The Skyline operator calculates the maxima in a partially ordered set of vectors, thus solving the so-called "maximum vector problem". A vector dominates another vector, if it is greater in all dimensions. A vector is a maximum of a given set, if it is not dominates by any other vector. All maxima are to be found. The operation is called "Skyline" because of the representation in a two-dimensional scenario.
DiagJoin is an example for a specialized join algorithm that can be used for joins over 1:N relationships in data warehouse applications. Related tuples are created nearly at the same time, hence they are located in neighbouring positions in their files. Therefore, the algorithm scans both relations simultaneously and looks for join partners in the current window.
Fagin's Ranking algorithm is especially relevant to distributed systems.
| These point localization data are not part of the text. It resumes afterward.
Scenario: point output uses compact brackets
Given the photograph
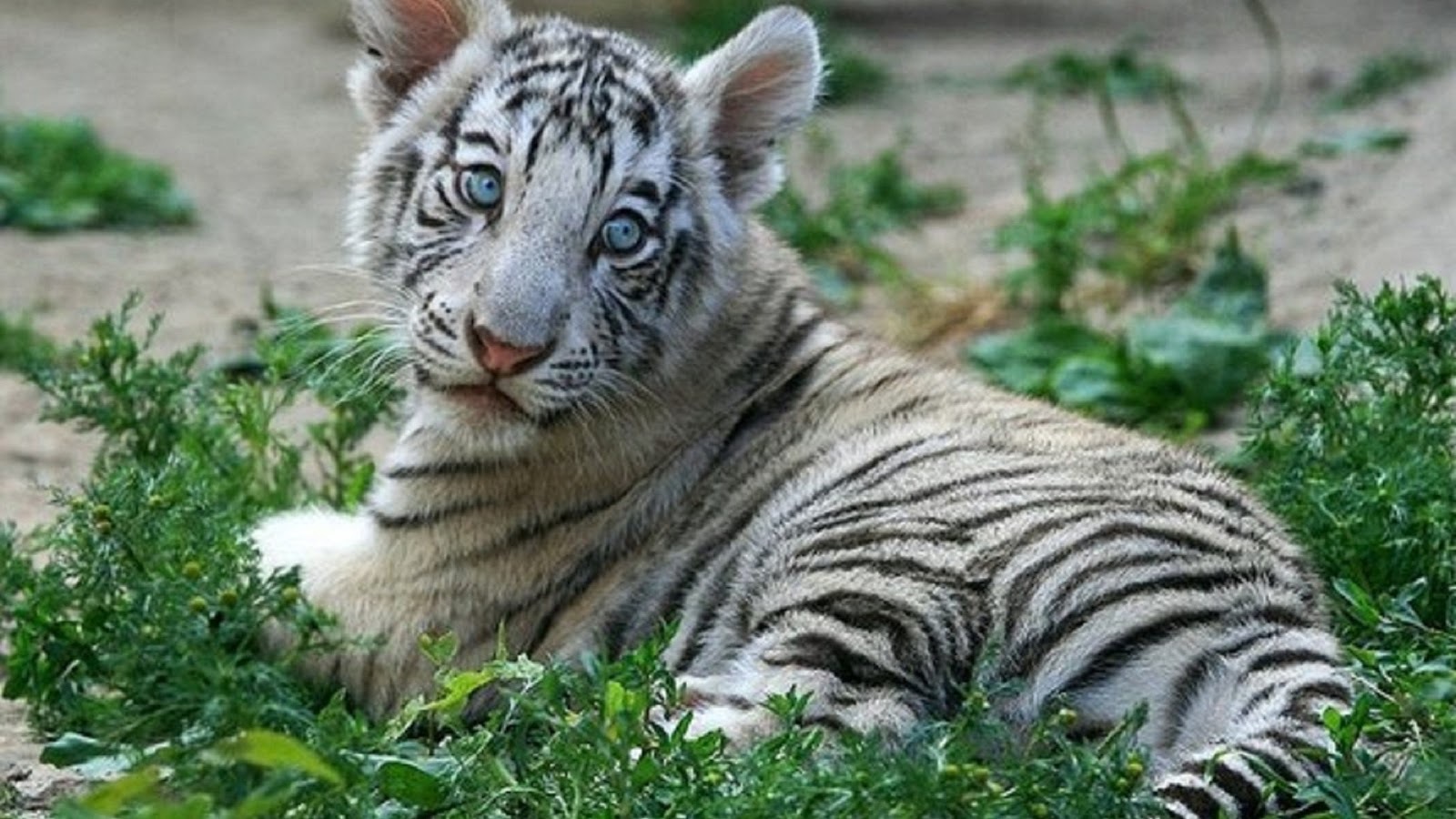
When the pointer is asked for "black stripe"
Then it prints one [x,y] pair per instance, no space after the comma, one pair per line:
[1186,693]
[1286,658]
[480,138]
[1303,695]
[430,516]
[446,468]
[1247,794]
[827,652]
[1030,652]
[1121,526]
[1117,653]
[900,622]
[1196,800]
[647,189]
It selects the top k objects rated by m data sources. Each data source assigns a value in [0,1] to each object, which symbolizes the relevance of this object to fuzzy queries between "not at all" and "completely". The overall rating of an object is the minimum of all ratings.
S. Börzsönyi: Quality Assurance for External Database Operators. Diploma thesis, University of Passau, 2001. (PDF)
S. Seltzsam, S. Börzsönyi, A. Kemper: Security in a Distributed and Extensible Query Engine. In preparation, 2001.
S. Börzsönyi, K. Stocker, D. Kossmann: The Skyline Operator. In Proceedings of the IEEE Conference on Data Engineering, Heidelberg, Germany, April 2001.
S. Helmer, T. Westmann, G. Moerkotte: DiagJoin: An Opportunistic Join Algorithm for 1:N Relationships. In Proceedings of the 24th VLDB Conference, New York, United States, August 1998.
R. Fagin: Combining Fuzzy Information from Multiple Systems. In Proceedings of the PODS '96 Conference, Montreal, Canada, 1996.